The blend of imported techniques and Japanese spirit has allowed Kenedix to become a global player on the REIT stage.
Homma's Japanese spirit comes through as he describes the type of shopping centers he is buying up. "Big developers are going to parts of Japan looking for places to build supermarkets or shopping malls. But this means the center of small cities would be a city of shutters--all closed. What we're trying to do is buy smaller, neighborhood shopping centers," Homma said. "We're aiming to accumulate the size of this type of asset to the extent of 40 billion yen or 50 billion yen in size. We'd like to make it a special REIT, either private or public."
Due to competition in the Tokyo market, Kenedix has found itself acting as a conduit for investors looking to escape Tokyo for parts of the country or the world that offer better investment opportunities. And Homma has already made important moves into Britain, the United States and, perhaps most importantly, China. "We recently established Kenedix Hong Kong, to find investment opportunities in China," Homma said. "I believe there'll be a Chinese REIT coming up in one or two years, so in order to prepare for such a time we need to invest in Chinese properties.
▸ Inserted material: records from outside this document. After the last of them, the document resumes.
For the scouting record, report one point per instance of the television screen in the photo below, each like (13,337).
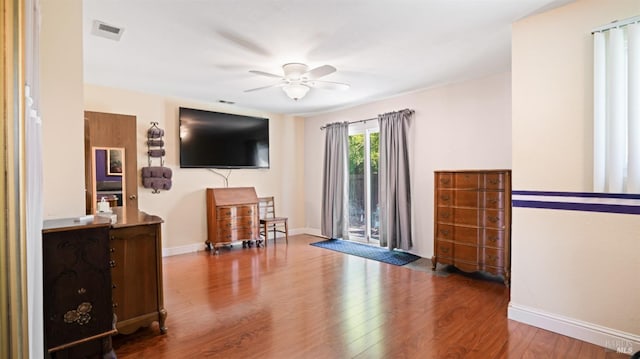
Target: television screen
(222,140)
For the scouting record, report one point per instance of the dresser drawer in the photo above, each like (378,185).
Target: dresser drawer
(444,197)
(493,218)
(466,180)
(493,200)
(466,235)
(445,180)
(466,198)
(494,181)
(238,222)
(493,238)
(235,211)
(493,257)
(464,216)
(444,231)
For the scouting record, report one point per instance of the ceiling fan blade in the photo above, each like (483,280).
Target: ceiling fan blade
(262,73)
(320,71)
(328,85)
(263,87)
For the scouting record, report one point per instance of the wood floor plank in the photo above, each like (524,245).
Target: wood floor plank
(300,301)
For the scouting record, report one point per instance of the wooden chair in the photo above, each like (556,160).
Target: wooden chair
(269,221)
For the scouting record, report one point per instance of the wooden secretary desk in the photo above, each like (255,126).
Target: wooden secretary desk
(232,215)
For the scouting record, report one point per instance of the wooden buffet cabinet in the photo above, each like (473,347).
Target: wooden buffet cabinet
(472,228)
(232,215)
(136,260)
(100,279)
(78,319)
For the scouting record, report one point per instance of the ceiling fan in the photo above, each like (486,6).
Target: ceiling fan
(298,80)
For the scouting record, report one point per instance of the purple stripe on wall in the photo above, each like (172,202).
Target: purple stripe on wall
(577,194)
(575,204)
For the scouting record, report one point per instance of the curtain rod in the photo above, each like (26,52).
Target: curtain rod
(352,122)
(365,120)
(616,23)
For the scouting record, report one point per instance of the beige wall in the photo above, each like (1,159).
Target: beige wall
(183,207)
(459,126)
(576,268)
(62,108)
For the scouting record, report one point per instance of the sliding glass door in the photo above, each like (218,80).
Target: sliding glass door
(363,183)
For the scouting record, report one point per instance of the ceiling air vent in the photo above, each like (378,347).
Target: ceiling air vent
(107,31)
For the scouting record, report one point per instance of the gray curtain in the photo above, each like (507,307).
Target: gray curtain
(394,189)
(335,196)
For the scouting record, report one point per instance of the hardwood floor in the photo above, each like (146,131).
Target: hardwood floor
(300,301)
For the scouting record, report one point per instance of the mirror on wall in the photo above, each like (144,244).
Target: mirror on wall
(108,176)
(110,160)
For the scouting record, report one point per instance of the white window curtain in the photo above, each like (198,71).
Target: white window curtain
(33,171)
(617,108)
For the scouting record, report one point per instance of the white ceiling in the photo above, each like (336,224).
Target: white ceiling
(202,50)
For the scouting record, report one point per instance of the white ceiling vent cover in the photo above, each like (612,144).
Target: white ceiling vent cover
(107,31)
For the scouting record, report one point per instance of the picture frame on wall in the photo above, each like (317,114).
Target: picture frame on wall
(114,162)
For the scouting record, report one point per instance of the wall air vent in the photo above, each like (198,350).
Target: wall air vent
(107,31)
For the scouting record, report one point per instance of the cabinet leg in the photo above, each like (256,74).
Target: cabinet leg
(162,317)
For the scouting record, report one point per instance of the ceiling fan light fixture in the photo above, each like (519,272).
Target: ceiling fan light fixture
(295,91)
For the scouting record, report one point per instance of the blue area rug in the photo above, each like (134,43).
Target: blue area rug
(365,251)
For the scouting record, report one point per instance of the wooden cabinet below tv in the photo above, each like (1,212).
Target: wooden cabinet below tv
(232,215)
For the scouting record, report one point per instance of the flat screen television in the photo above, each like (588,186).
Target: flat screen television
(222,140)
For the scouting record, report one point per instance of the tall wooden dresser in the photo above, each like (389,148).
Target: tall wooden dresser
(232,215)
(472,228)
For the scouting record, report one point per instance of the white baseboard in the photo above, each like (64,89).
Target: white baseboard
(196,247)
(190,248)
(611,339)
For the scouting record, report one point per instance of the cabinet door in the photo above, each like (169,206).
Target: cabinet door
(77,285)
(135,274)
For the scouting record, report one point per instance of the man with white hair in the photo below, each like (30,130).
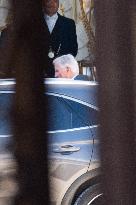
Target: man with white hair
(66,66)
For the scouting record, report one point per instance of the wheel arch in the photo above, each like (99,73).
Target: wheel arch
(79,185)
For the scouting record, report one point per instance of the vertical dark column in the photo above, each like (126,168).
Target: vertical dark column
(30,142)
(115,68)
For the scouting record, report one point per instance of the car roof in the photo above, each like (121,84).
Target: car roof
(78,89)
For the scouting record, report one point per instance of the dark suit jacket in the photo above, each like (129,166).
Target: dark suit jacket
(63,36)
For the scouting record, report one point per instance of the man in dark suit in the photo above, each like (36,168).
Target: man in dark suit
(67,67)
(62,34)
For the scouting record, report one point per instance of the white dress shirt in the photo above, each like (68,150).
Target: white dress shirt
(51,21)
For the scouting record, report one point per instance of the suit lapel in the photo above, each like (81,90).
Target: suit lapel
(56,29)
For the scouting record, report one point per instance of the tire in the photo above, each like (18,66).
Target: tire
(90,196)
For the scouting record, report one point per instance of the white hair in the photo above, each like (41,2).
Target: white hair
(68,60)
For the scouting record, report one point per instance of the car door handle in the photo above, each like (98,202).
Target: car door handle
(66,149)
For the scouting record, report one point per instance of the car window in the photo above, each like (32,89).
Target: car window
(6,100)
(68,114)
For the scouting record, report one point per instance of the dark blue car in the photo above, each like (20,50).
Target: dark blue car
(73,151)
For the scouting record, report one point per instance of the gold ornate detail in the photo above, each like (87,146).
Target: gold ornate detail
(88,29)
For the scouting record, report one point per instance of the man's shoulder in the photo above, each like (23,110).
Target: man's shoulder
(66,19)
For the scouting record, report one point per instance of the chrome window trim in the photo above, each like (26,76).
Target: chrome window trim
(73,129)
(73,99)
Our investments there will be a pre-REIT investment fund."
"Sooner or later Japanese investors will be investing abroad," Homma said. "That's why we'd like to accumulate a track record in foreign investment--to prepare for this time."
Homma believes Kenedix is well placed to adapt to changes in the Tokyo market, and it seems wakon yosai will enable the company to meet the challenges in the global market.